Visuell und inszenatorisch eindrucksvoll war auch ÜÇ MAYMUN (THREE MONKEYS), ein Film des türkischen Filmregisseurs Nuri Bilge Ceylan, der vor fünf Jahren mit UZAK (DISTANT, WEIT ENTFERNT) in Cannes einen großen Durchbruch erzielte, war. Der lakonische Film beginnt mit einer Szene im Stil des Film Noir. Auf der nächtlichen Landstraße überfährt der Politiker Servet, der vor Übermüdung kaum noch die Augen offen halten kann, einen Menschen und begeht Fahrerflucht. Um seine politische Karriere nicht zu gefährden, überredet er seinen Chauffeur Eyüp, die Schuld auf sich zu nehmen. Während Eyüp eine neunmonatige Gefängnisstrafe absitzt, beginnt Servet ein Verhältnis mit dessen Frau Hacer (hervorragend in dieser Rolle: Hatice Aslan). Als Eyüps und Hacers fast erwachsener Sohn von der Affäre seiner Mutter erfährt, droht er mit Gewalt. Nachdem der Vater aus dem Gefängnis entlassen wird, verdichtet sich das Geschehen, und das Drama nimmt seinen Lauf. Wie in der Fabel von den drei Affen, die sich weigern, der Wahrheit ins Auge zu sehen, zu hören und zu sprechen, verstricken sich die Figuren immer tiefer in ein Geflecht von Lügen. Für ÜÇ MAYMUN (THREE MONKEYS) erhielt Nuri Bilge Ceylan den Preis für die beste Regie.

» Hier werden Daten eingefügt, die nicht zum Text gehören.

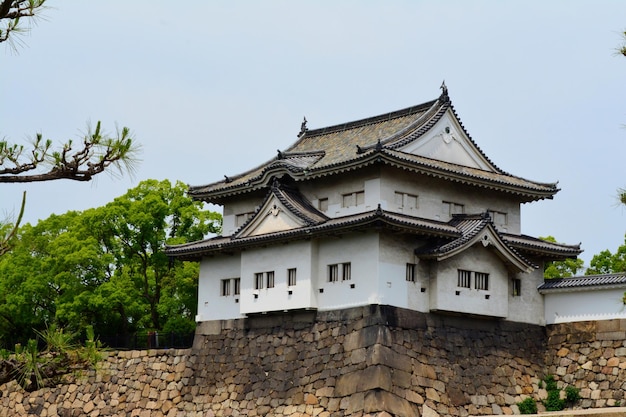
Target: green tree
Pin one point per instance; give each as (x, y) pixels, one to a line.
(12, 16)
(561, 269)
(98, 152)
(106, 266)
(607, 263)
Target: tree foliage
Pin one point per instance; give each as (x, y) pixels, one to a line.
(97, 152)
(12, 16)
(607, 263)
(561, 269)
(106, 266)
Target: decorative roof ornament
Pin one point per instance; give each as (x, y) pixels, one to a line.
(303, 128)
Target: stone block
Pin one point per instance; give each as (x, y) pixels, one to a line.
(383, 355)
(381, 401)
(370, 378)
(616, 335)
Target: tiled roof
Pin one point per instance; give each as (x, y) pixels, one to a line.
(469, 227)
(333, 226)
(293, 201)
(338, 148)
(585, 282)
(542, 247)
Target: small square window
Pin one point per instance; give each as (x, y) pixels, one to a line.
(481, 281)
(225, 287)
(291, 277)
(410, 272)
(346, 271)
(333, 273)
(464, 278)
(360, 198)
(517, 287)
(258, 280)
(353, 199)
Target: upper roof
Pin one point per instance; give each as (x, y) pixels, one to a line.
(473, 229)
(285, 215)
(427, 139)
(586, 282)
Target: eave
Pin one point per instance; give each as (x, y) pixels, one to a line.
(372, 220)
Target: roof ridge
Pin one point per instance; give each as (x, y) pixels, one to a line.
(369, 120)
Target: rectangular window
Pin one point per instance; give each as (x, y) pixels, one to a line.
(517, 287)
(404, 200)
(225, 287)
(291, 277)
(258, 280)
(410, 272)
(498, 217)
(353, 199)
(481, 281)
(451, 208)
(346, 271)
(360, 198)
(333, 273)
(241, 218)
(464, 278)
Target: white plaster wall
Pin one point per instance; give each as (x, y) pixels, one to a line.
(278, 258)
(211, 305)
(334, 188)
(238, 206)
(443, 296)
(395, 252)
(361, 250)
(528, 307)
(605, 304)
(432, 192)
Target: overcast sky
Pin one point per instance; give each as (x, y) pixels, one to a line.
(214, 88)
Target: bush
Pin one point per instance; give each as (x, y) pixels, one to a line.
(528, 406)
(572, 394)
(554, 401)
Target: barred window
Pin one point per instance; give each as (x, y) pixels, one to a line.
(353, 199)
(333, 273)
(410, 272)
(481, 281)
(258, 280)
(346, 272)
(291, 277)
(517, 287)
(225, 287)
(464, 278)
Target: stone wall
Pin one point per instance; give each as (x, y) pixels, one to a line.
(591, 356)
(373, 360)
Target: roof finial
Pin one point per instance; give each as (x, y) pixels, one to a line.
(444, 89)
(303, 127)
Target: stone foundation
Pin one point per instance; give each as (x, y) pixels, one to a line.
(364, 361)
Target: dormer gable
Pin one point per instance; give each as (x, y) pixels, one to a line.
(283, 209)
(476, 229)
(447, 141)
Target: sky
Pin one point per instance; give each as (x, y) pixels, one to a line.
(215, 88)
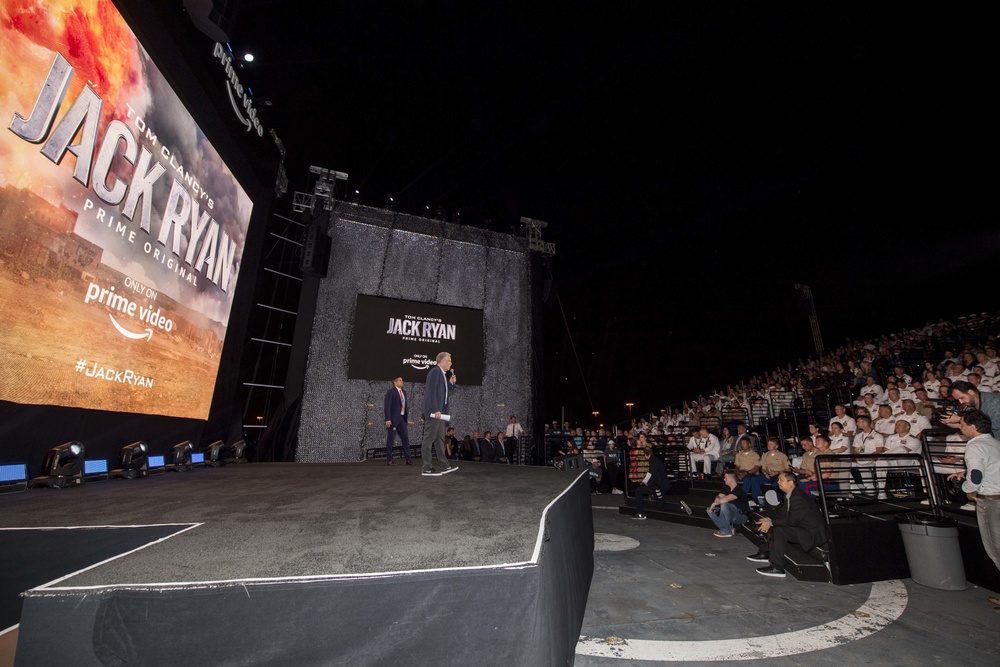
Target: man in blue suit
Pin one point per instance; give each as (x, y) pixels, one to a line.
(397, 409)
(436, 413)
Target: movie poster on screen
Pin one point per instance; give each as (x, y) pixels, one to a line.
(396, 337)
(121, 228)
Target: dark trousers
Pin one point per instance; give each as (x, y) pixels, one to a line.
(613, 476)
(779, 539)
(661, 503)
(398, 426)
(435, 431)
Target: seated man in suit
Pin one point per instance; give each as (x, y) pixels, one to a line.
(798, 520)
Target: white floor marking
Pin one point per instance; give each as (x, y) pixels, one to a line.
(885, 604)
(612, 542)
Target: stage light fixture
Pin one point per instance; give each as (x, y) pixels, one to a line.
(63, 466)
(213, 454)
(13, 477)
(234, 453)
(180, 457)
(95, 470)
(156, 464)
(133, 460)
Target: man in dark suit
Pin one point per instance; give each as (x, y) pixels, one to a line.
(656, 485)
(501, 453)
(799, 520)
(486, 451)
(436, 413)
(397, 410)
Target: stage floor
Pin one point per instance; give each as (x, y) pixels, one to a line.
(304, 520)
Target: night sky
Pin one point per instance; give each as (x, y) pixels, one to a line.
(694, 162)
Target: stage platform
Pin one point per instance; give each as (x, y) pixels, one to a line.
(308, 564)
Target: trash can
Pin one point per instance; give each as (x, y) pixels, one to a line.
(932, 550)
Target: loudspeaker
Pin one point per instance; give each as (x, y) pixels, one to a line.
(215, 18)
(316, 246)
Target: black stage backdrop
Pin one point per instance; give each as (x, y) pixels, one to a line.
(395, 256)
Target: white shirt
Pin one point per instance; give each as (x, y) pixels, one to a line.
(840, 441)
(983, 453)
(876, 390)
(710, 445)
(907, 444)
(866, 443)
(885, 426)
(918, 423)
(847, 422)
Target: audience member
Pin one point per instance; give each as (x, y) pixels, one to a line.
(596, 476)
(612, 462)
(727, 451)
(966, 394)
(656, 483)
(847, 423)
(772, 462)
(799, 520)
(730, 508)
(706, 448)
(981, 477)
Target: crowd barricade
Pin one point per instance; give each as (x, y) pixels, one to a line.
(946, 451)
(874, 484)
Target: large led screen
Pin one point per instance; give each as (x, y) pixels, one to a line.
(121, 228)
(394, 337)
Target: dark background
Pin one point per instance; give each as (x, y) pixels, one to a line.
(694, 162)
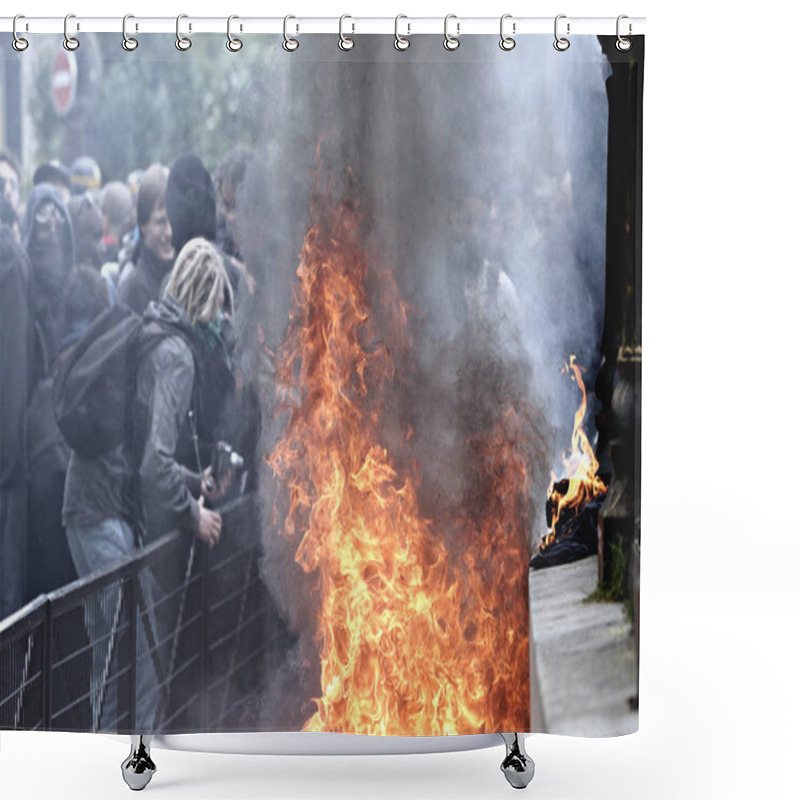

Über die hier besprochenen Filme hinaus war im diesjährigen Wettbewerb etliches mehr zu sehen, darunter etwa Matteo Garrones GOMORRA, der einen ungeschönten Blick auf die heutigen Mafiastrukturen und ihre Allgegenwart im Alltagsleben der neapolitanischen Bevölkerung wirft; Paolo Sorrentinos Politsatire IL DIVO über den umstrittenen einstigen Premier der christlich-demokratischen Partei Italiens, Guilio Andreotti; ER SHI SI CHENG JI (24 CITY) des chinesischen Regisseurs Jia Zhangke (SANXIA HAOREN/STILL LIFE, 2006), der hier in einer Mischung aus Dokumentation und Fiktion die Umwandlung einer volkseigenen Waffenfabrik zu einem Wohnkomplex luxuriöser Eigentumswohnungen und deren Auswirkungen auf die Lebensläufe der dort einst Beschäftigten und ihrer Kinder dokumentiert. Des weiteren lief im Wettbewerb THE PALERMO SHOOTING von Wim Wenders mit Campino, dem Sänger der Toten Hosen in der Hauptrolle und Hollywoodstar Dennis Hopper als leibhaftiger Tod; außerdem LINHA DE PASSE, ein Film des Brasilianers Walter Salles über eine allein erziehende Mutter im Armenviertel von Sao Paolo (gespielt von Sandra Corveloni, die dafür den Preis für die beste Schauspielerin erhielt); Steven Soderberghs Filmepos über Che Guevarra mit Benicio del Toro in der Hauptrolle, der dafür zurecht den Preis für den besten männlichen Hauptdarsteller erhielt; Arnaud Desplechins unzeitgemäße Weihnachtsgeschichte UN CONTE DE NOËL über die zum Teil unbewussten Anziehungs- und Abstoßungskräfte und ihre Auswirkungen auf die individuelle Psyche sowie das Geflecht familiärer Bindungen (mit Catherine Deneuve in der Hauptrolle) oder James Grays charmante, im jüdischen Einwanderermilieu von Brighton Beach (Brooklyn) angesiedeltes romantisches Drama (mit Joaquin Phoenix, Gwyneth Paltrow und Isabella Rossellini). Wer das große Hollywoodkino mag, der wird sicherlich auch Gefallen finden an THE EXCHANGE, Clint Eastwoods gekonnt inszeniertem, auf einem historischen Fall basierendem Drama über eine allein erziehende Mutter (Angelina Jolie) im Los Angeles der 1920er Jahre, die in die Fänge eines korrupten Polizeiapparats gerät, als sie ihren neunjährigen Sohn vermisst meldet. Besonders eindrucksvoll ist John Malkovich, der hier einmal nicht den Bösewicht, sondern einen engagierten presbyterianischen Pfarrer spielt, der um politische Öffentlichkeit und die Kontrolle der Instanzen staatlicher Macht kämpft.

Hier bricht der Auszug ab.